FK: Este tipo de películas exige mucho, lo sé. La gente está acostumbrada a ver las cosas muy rápidamente, a tomar el cine como una forma de entretenimiento o información, pero cuando ya no entretiene o no es corto y lleno de información llega un punto en que es una amenaza. En el cine mainstream el tiempo ya no existe, tratan de que ya no sientas el tiempo. Pero cuando como creador tratas de que el tiempo se haga presente, material, entonces hay un reto. Lo único que yo puedo hacer es filmar las películas en las que creo y después le toca al espectador aceptarlas o no. Hay gente que no lo hace porque no acepta que necesita concentrarse. He escuchado que el tiempo de concentración cada vez es más corto. Escuché un estudio que se hizo sobre la capacidad de concentrarse que en sólo dos años ha disminuido a la mitad, antes eran 16 segundos, ahora son 8. Después de 8 segundos, la gente pierde la concentración. Yo creo firmemente que mis películas no deben seguir esa moda, sino ofrecer algo más: invitar al público a ver las cosas de diferente manera.

AW: Se ha comparado el cine de Béla Tarr con el de Andréi Tarkovsky, implicando una dimensión espiritual distinta, ¿tú crees que tus películas también están en esa dimensión?

FK: Sí, claro, pero depende de la profundidad con la que compares a estos autores que mencionas conmigo. Si lo ves profundamente, sus películas son muy distintas, la comparación es una trampa en realidad. No se trata tanto del cine, sino de la vida. Yo trato de entender la vida, lo que significa tu vida, mi vida, todos tenemos distintas misiones, pero algo nos conecta como seres humanos. Tratamos de lidiar con el otro o los otros de una forma humana, pero esto puede llevarnos a la pregunta “¿para qué estamos aquí?”. Y antes de contestar esa pregunta debemos recordar que ya estamos aquí, en este mundo material, y que necesitamos aprender a llevarnos como humanos. Yo creo definitivamente que el ser humano es más que lo material: somos espíritu, poder espiritual más allá de lo material, sabemos que todos los materiales son energía. La pregunta más complicada es si hay espíritus o energía más alta que otras. ¿Somos espíritus conectados, unos más altos que otros? Yo trato de usar las imágenes, los movimientos, el tiempo, los actores para crear un mundo icónico que funcione como una ventana, más allá del mundo material.
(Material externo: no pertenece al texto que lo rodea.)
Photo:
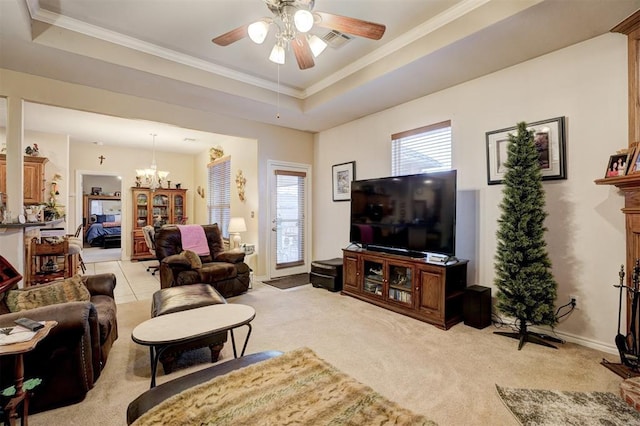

En cuestiones más políticas, ¿será similar lo que pasó en Sarajevo a lo que ocurre con Cataluña? Creo que es muy distinto. La cuestión ahora es que somos un mundo más globalizado, pero al mismo tiempo las pequeñas regiones están queriendo separarse de los superpoderes que las agrupan. Tenemos dos tendencias paralelas que parecen contrarias: nacionalismo acérrimo y, por otro lado, un mundo que cada vez está más conectado. Pareciera una contradicción, pero no lo es. Es la lógica de las fuerzas, una que produce la otra como consecuencia. Es parte del miedo, como la mayoría de lo que hacemos los humanos.


Anne Wakefield comenzó su carrera como comentarista de cine en México. Hizo reseñas para los noticieros de ECO de Televisa y condujo Entre Butacas, un programa de cine diario para Cablevisión.  Fue crítica de cine de diversos noticieros matutinos, donde realizó entrevistas a artistas como Catherine Deneuve, Anthony Hopkins, Julie Andrews y Alain Delon. Su tesis de maestría de la Universidad de Georgetown, “Identidad y cine chicano”, fue publicada por la Universidad de París. Sin embargo, Anne considera que su verdadera instrucción comenzó en casa con su madre, una ferviente cinéfila que la llevaba a ella y a sus dos hermanos al cine —religiosamente— todos los sábados.